Measuring QUIC and TLS censorship with OONI Probe

About Me

Kathrin Elmenhorst, final year B.Sc. CS student, from Osnabrueck, Germany.
I am interested in digital rights and tech education.

About My Project

I will be working with the team at the Open Observatory of Network Interference (OONI) to develop network experiments measuring the blocking of websites via TLS and QUIC. I will also work on the further integration of my previous contribution which is an HTTP/3 (HTTP over QUIC) extension for the OONI engine.
GSoC project

My Time Zone

Central European Time (UTC+2)

Getting in Touch

Please message me if you are interested in my project or want to chat about all things Internet and society.

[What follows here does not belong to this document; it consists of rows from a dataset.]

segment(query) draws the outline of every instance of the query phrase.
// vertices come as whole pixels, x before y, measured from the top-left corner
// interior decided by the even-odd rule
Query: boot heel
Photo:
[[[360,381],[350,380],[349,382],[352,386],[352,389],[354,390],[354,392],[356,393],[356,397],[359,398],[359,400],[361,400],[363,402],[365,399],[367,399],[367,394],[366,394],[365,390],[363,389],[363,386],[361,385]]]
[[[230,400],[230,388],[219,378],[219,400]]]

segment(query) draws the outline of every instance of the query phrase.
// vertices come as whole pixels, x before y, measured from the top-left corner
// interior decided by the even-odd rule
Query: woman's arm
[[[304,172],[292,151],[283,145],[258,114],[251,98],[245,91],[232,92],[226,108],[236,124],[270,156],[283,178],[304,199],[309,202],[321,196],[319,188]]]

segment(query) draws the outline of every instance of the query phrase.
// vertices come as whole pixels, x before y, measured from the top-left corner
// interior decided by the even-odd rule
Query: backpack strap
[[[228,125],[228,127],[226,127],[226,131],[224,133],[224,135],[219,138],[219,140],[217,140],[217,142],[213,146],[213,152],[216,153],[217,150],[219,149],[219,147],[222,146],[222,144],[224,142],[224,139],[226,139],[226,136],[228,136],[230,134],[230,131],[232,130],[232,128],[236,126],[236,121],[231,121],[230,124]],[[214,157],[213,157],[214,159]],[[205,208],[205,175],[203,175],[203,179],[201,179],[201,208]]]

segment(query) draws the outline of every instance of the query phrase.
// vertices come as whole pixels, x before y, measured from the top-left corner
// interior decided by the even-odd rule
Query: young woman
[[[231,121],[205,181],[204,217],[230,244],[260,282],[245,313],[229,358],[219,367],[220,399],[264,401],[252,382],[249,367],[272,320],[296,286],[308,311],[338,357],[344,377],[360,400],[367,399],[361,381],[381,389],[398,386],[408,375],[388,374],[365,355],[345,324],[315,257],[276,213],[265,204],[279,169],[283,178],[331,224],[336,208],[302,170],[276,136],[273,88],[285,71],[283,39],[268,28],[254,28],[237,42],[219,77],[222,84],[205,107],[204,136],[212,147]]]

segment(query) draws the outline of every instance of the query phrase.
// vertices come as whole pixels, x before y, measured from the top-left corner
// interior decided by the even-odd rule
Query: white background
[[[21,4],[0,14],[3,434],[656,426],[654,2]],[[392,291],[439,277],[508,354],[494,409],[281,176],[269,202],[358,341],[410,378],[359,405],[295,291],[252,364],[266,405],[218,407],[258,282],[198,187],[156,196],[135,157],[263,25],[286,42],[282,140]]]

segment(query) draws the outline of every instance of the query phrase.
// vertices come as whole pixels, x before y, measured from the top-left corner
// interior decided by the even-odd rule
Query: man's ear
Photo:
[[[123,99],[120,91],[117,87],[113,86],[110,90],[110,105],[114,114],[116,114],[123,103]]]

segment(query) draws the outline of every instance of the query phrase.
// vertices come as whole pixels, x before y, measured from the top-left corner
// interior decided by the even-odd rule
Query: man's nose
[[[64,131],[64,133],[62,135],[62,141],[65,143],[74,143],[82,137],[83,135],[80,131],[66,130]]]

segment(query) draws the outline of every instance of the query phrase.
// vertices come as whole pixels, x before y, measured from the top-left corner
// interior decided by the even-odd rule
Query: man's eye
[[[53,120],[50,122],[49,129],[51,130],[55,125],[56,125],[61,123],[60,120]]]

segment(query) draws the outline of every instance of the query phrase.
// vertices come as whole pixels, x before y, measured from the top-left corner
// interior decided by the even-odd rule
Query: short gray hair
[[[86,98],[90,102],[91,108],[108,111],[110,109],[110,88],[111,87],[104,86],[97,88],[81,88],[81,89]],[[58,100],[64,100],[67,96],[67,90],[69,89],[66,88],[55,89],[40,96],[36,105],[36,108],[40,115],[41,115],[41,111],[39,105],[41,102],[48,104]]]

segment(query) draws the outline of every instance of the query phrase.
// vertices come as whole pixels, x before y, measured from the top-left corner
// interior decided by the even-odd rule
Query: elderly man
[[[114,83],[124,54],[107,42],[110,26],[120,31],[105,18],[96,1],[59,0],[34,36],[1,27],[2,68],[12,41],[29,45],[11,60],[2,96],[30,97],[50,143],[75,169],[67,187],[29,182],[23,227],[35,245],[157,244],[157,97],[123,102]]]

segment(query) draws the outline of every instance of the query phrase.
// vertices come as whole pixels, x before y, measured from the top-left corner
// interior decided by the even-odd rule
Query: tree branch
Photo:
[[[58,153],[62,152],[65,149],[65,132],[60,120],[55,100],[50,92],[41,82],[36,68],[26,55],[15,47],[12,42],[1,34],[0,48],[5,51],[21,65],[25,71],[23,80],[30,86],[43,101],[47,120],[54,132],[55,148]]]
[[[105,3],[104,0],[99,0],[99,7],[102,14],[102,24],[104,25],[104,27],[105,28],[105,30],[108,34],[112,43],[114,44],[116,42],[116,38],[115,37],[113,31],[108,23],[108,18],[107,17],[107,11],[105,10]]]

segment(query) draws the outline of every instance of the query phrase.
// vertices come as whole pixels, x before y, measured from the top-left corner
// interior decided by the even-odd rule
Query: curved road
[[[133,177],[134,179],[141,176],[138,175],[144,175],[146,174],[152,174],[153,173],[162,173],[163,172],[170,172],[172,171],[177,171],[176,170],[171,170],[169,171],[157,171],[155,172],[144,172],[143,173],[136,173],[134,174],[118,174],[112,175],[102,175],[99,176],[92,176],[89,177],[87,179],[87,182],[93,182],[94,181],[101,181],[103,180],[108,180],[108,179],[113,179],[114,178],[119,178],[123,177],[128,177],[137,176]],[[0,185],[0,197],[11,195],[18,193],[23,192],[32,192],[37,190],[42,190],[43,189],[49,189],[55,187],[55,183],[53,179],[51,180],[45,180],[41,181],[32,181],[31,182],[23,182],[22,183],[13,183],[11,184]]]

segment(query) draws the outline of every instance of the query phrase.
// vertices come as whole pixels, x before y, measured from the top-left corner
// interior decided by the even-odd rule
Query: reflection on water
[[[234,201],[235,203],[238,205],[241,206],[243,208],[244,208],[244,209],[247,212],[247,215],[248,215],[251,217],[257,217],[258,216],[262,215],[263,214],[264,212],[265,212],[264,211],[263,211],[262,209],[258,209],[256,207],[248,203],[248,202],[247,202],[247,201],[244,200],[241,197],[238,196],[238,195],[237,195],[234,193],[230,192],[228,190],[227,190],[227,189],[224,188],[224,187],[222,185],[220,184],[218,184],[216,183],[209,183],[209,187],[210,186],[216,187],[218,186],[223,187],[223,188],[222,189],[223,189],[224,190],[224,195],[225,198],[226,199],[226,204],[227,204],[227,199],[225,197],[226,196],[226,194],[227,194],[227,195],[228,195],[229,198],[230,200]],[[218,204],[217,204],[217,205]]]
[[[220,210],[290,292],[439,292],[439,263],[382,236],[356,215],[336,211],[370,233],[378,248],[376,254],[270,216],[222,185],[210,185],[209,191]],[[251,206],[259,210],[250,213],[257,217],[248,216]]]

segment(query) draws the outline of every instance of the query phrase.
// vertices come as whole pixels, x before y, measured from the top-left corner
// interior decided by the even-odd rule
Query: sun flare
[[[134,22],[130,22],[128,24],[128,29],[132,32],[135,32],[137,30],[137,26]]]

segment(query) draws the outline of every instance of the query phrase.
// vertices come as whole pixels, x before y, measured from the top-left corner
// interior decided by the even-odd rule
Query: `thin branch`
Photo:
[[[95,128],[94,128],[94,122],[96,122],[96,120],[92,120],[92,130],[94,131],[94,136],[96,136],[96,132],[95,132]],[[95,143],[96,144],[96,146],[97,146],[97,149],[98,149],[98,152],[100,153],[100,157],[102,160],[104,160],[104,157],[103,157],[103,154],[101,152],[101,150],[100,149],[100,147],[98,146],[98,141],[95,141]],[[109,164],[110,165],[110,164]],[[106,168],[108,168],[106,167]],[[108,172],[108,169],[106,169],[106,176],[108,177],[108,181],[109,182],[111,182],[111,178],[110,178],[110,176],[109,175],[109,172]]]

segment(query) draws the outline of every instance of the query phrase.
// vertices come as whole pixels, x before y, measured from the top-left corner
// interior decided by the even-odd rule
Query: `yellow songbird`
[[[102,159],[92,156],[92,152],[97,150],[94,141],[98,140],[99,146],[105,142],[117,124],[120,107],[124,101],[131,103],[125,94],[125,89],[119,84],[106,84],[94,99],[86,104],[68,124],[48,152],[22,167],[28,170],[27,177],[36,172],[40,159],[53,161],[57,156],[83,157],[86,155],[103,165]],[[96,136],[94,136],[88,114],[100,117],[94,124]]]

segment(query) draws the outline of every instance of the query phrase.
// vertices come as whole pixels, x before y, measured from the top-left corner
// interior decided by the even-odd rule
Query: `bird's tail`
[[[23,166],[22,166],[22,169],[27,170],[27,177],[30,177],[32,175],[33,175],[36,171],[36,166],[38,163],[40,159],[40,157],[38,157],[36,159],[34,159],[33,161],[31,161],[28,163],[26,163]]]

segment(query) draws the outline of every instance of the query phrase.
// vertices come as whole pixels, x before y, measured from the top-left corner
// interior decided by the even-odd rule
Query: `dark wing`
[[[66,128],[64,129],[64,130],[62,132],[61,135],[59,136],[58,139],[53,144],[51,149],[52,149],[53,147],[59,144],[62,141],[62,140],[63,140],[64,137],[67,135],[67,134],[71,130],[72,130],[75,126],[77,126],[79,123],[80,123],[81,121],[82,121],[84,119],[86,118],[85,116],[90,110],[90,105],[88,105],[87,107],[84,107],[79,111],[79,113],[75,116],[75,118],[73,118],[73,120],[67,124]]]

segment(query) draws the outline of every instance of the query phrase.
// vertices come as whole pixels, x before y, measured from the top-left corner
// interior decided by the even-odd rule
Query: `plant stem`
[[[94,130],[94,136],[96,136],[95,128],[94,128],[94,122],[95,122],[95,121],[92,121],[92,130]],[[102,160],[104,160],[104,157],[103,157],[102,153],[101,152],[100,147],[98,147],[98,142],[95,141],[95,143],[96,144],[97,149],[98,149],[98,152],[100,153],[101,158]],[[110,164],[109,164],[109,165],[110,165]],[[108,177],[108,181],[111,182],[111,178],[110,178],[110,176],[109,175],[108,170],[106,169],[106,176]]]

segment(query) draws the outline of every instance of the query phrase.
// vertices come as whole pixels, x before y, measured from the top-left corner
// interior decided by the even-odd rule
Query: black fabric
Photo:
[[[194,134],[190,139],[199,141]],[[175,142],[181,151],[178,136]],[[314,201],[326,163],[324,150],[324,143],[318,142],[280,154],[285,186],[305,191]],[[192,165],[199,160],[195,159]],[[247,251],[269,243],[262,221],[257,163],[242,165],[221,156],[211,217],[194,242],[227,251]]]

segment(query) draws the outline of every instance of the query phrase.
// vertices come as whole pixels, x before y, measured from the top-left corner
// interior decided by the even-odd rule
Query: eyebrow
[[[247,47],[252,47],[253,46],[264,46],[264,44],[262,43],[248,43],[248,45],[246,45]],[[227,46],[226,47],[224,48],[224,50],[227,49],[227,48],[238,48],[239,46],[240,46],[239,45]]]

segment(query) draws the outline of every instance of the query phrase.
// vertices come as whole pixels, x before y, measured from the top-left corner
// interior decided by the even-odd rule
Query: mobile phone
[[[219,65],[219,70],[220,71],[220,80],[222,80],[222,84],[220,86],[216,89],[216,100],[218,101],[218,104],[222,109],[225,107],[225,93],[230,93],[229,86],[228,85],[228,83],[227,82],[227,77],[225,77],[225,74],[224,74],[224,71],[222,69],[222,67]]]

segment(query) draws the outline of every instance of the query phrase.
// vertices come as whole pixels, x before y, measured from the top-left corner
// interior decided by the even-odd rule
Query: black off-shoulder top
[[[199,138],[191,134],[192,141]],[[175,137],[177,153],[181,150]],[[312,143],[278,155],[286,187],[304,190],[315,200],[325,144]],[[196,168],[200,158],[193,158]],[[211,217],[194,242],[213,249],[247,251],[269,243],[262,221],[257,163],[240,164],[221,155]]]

May 24, 2021 - June 4, 2021: Community Bonding

  • Me and my fellow GSoC student at OONI were welcomed by the team in an introductory meeting. We talked about the modes of agile operation at OONI and got introduced to the used organizational tools, such as the Zenhub extension for issue organization. We agreed on the level and ways of our participation in the team and planned for us students to take part in the bi-weekly sprint meetings.
  • I am following and participating in various OONI Slack channels, so I know what is going on in the community.
  • I had a meeting with my mentor where we talked about the specifics of my project and planned the first steps of the coding phase.
  • I wrote and submitted the issue for my first week of coding so I am ready to start off directly.
1 Like

June 7, 2021 - June 11, 2021: Start of the coding period

  • I participated in the bi-weekly sprint planning meeting. I learned how these meetings work and that tasks are not only defined for each team member, but can also be labeled as “team priority” for issues that are prioritized to be completed during this sprint and require team collaboration.
  • I started working on a refactoring project regarding the mapping of network errors to OONI censorship-related error strings. The goal of this refactoring is to dissolve packet dependencies and localize the error wrapping. The refactoring touched many parts of the codebase and allowed me to get familiar again with the OONI engine, and I already learned more about Golang coding.
  • The refactoring will hopefully completed next week. Afterwards I want to start researching more about TLS parroting.

June 14 - June 18

What I did:

Finished the refactoring for error classification.
Outcomes:

  • improved handling of QUIC errors, by
    a) importing QUIC error codes from quic-go
    b) importing TLS alert codes from the RFC
    c) generally stop relying on possibly changing error strings
  • improved handling of system errors: introduced system errno constants to detect and identify system errors
    → this solved the problem of detecting localized windows error strings (issue 1526)
  • divided the classifier code (that translates errors into OONI error strings) by layers, so that each of the following protocol layers has it‘s own classifier with layer-specific errors
    ⁃ QUIC
    ⁃ TLS over TCP
    ⁃ resolve
    A general classifier remains to handle errors that can occur on multiple layers.
    → this change helps with the maintainability of the classification code and improves the interface of the errorx package and therefore fulfills the requirements defined in issue 1505.

Challenges:

  • During this week, with my mentor I found out, that the original refactoring design of introducing layer/operation specific error types will not work with the current architecture of OONI Probe. This is, among other reasons, due to the fact that potentially occurring errors can not be sharply separated between operations. Furthermore, the current codebase relies on the classification results in many places, more than expected, so it became evident that having a single error wrapper type, with a field defining the failed operation, is the best solution for the time being.
    → the planned error wrapping refactoring therefore became an error classification refactoring: the localization of layer-specific errors as originally planned was not realized by introducing operation-specific error wrappers, but by subdividing the classification code used by the single error wrapper.
  • This week, I struggled with structuring my work time and planning the immediate To Do‘s. Although the outcome of this week‘s work was met the requirements and original plan, I want to be more intentional and organized when it comes to my own time and task management. I communicated this with my mentor and we agreed to schedule a weekly Monday meeting to layout the week ahead and discuss the extent and time frame of upcoming tasks.

Next week:

  • I will start tackling the TLS parroting issue: After continuing my research on this topic I want to have a clear design idea for implementing TLS parroting in OONI Probe at the end of the next week.
  • I will stay in close communication with my mentor, exchange ideas and get feedback about my implementation ideas.
  • In terms of deliverables, this means: I will do proof of concept tests, and provide a graphic draft of the design.